Fermarsi all’apparenza e rimanerne estasiati. Ad un bel visino giocoso dietro cui si nasconde una violenta punitrice.
Così mi sono fatto incantare da questo album(e) dei Pecora, band a dir poco sperimentale, che presenta una copertina a dir poco geniale data l’assonanza con il celeberrimo disco nerissimo (che poi era scuro solo per la copertina) dei Metallica.
Dall’uovo spiaccicato sul 45 giri mi aspettavo un contenuto a dir poco scherzoso, o per lo meno sarcastico, che mi rimandasse ai fasti versi di Giorgio Gaber e Jannacci. E invece di tutto questo c’è solo un piccolo pizzico di sorriso in un oceano di sintetico e di cupa digitalizzazione.
A differenza degli amici metallusi, questo album è proprio nero dentro. Nero come la rabbia che cresce in un disoccupato di 40 anni, nero come chi spegne la luce perché ciò che vede è più nero del buio, nero come chi chiude gli occhi per bestemmiare ad alta voce.
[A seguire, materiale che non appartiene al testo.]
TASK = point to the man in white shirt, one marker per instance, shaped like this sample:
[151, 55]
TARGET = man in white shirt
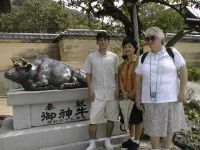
[102, 79]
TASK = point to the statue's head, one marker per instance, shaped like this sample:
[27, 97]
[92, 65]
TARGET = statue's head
[19, 72]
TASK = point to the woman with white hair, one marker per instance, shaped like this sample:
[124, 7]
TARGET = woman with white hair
[161, 89]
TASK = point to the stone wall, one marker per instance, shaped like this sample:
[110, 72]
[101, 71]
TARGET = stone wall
[74, 51]
[71, 47]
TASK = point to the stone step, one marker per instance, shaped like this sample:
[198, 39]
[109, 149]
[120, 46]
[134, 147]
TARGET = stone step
[83, 145]
[48, 136]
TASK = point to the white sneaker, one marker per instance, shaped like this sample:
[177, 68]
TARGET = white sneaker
[108, 146]
[91, 147]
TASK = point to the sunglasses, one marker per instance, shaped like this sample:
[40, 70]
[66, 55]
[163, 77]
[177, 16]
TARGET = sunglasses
[148, 38]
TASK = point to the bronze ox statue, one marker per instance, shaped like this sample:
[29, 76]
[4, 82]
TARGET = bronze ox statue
[45, 74]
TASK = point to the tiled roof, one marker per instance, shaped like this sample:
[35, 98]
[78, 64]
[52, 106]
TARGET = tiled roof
[28, 36]
[86, 33]
[190, 37]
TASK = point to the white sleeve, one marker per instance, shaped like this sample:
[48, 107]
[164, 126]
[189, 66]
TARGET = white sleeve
[178, 58]
[87, 66]
[138, 69]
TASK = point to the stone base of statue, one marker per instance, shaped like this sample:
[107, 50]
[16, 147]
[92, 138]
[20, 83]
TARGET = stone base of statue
[51, 120]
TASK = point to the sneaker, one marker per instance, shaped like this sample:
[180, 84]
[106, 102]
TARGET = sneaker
[91, 147]
[108, 146]
[127, 144]
[134, 146]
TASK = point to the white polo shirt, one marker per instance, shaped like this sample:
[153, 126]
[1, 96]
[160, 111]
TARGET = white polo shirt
[162, 77]
[103, 69]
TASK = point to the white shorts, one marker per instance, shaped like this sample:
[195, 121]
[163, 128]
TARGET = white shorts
[101, 110]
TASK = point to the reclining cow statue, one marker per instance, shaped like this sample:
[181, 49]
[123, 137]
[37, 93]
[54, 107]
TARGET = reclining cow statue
[45, 74]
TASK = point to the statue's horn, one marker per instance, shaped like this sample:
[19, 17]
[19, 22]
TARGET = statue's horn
[23, 61]
[13, 60]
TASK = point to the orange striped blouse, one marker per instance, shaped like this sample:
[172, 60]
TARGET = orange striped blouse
[127, 74]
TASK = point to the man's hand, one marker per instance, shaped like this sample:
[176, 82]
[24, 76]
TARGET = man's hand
[91, 95]
[139, 105]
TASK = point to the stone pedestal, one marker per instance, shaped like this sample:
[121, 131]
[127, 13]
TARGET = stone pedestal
[51, 120]
[68, 136]
[37, 108]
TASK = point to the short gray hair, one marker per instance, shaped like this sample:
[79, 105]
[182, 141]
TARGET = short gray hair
[156, 32]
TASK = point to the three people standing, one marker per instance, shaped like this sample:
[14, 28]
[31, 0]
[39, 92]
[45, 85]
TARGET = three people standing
[152, 80]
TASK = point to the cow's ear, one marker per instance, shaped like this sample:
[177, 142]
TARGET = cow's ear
[24, 62]
[28, 67]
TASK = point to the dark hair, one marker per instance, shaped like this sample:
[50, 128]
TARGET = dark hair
[102, 34]
[131, 41]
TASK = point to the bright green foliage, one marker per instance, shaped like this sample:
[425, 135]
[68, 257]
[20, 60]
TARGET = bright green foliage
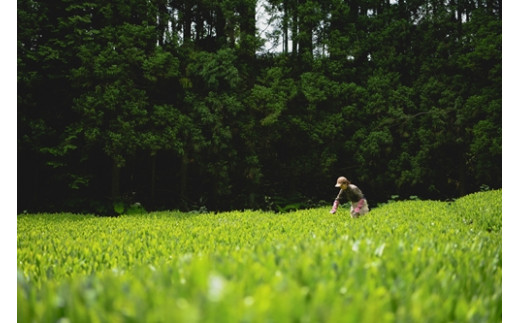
[411, 261]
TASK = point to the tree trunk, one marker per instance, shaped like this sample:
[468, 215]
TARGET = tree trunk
[184, 181]
[152, 175]
[116, 177]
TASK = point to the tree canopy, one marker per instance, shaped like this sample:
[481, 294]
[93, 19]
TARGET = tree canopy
[182, 104]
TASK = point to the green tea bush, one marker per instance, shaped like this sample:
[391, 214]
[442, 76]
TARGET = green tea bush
[408, 261]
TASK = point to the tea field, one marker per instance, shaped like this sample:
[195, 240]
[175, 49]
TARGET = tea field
[408, 261]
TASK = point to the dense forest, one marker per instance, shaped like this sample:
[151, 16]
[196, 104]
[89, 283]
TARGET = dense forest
[195, 104]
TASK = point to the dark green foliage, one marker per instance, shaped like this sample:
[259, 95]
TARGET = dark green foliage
[177, 105]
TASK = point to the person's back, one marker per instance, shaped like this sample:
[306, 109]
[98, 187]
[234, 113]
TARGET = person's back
[352, 193]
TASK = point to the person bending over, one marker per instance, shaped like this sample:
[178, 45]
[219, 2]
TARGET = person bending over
[353, 194]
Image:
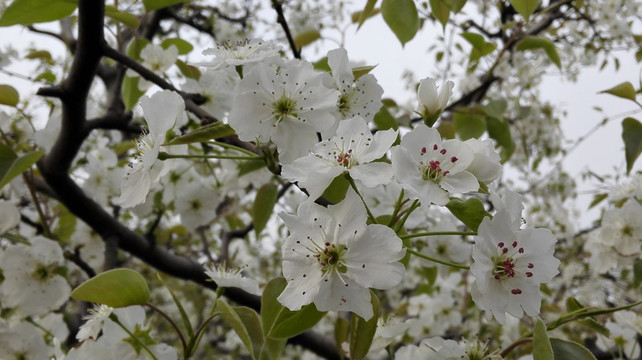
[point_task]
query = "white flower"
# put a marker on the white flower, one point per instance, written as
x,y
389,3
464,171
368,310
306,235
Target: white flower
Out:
x,y
431,101
622,228
485,166
94,323
229,277
288,107
31,277
509,266
358,98
161,110
352,150
429,169
242,53
9,216
332,257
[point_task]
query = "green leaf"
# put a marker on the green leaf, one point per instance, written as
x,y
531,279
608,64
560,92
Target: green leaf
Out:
x,y
480,46
402,18
567,350
337,190
537,42
130,92
235,321
454,5
632,136
440,11
18,166
384,120
188,71
624,90
211,131
525,7
9,95
637,274
359,71
366,12
471,212
542,349
183,46
159,4
130,20
263,206
27,12
597,198
306,37
278,321
116,288
469,123
362,331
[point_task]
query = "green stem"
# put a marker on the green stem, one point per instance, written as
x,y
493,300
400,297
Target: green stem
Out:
x,y
447,263
232,147
398,206
178,331
165,156
114,318
354,186
437,233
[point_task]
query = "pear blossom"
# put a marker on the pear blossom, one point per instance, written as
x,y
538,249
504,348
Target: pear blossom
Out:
x,y
432,100
32,280
162,110
485,165
242,53
229,277
9,216
352,150
332,258
429,169
288,106
94,323
622,228
360,97
509,266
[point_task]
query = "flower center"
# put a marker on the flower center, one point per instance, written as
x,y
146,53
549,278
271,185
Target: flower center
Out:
x,y
439,164
283,108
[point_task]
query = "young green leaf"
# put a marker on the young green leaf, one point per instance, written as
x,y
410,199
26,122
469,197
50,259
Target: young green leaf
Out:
x,y
568,350
9,95
116,288
18,166
27,12
537,42
402,18
471,212
525,7
263,206
632,136
233,319
362,331
624,90
542,349
211,131
159,4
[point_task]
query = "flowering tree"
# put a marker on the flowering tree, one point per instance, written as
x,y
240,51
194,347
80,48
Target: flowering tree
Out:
x,y
266,201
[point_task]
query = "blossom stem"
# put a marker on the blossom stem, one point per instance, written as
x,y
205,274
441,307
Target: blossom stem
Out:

Nero come l’ironia stanca di chi ricerca parole (e le ricerca in profondità) pescandole una alla volta, sandendole bene tra loro, in un deprimente gioco di società. Il gioco però riesce bene, richiama la giusta angoscia e non trattiene la smorfia storta di chi in realtà non si arrende e continua a pescare.
Ad accompagnare questa delirante attività ci sono basi minimal che ripetono alla nausea loop freddi e grigi al sapore di punk digitalizzato. Il risultato, nonostante paia essere buttato nel mixer come si butta la frutta (marcia) nel frullatore, scorre omogeneo e uniforme. Certamente non piacevole all’ascolto.
Ma forse da una band che dispensa perle come “sono meglio di Gesù, sono vissuto di più e in tutti questi anni, ho fatto meno danni” non ti aspetti sonorità piacevoli.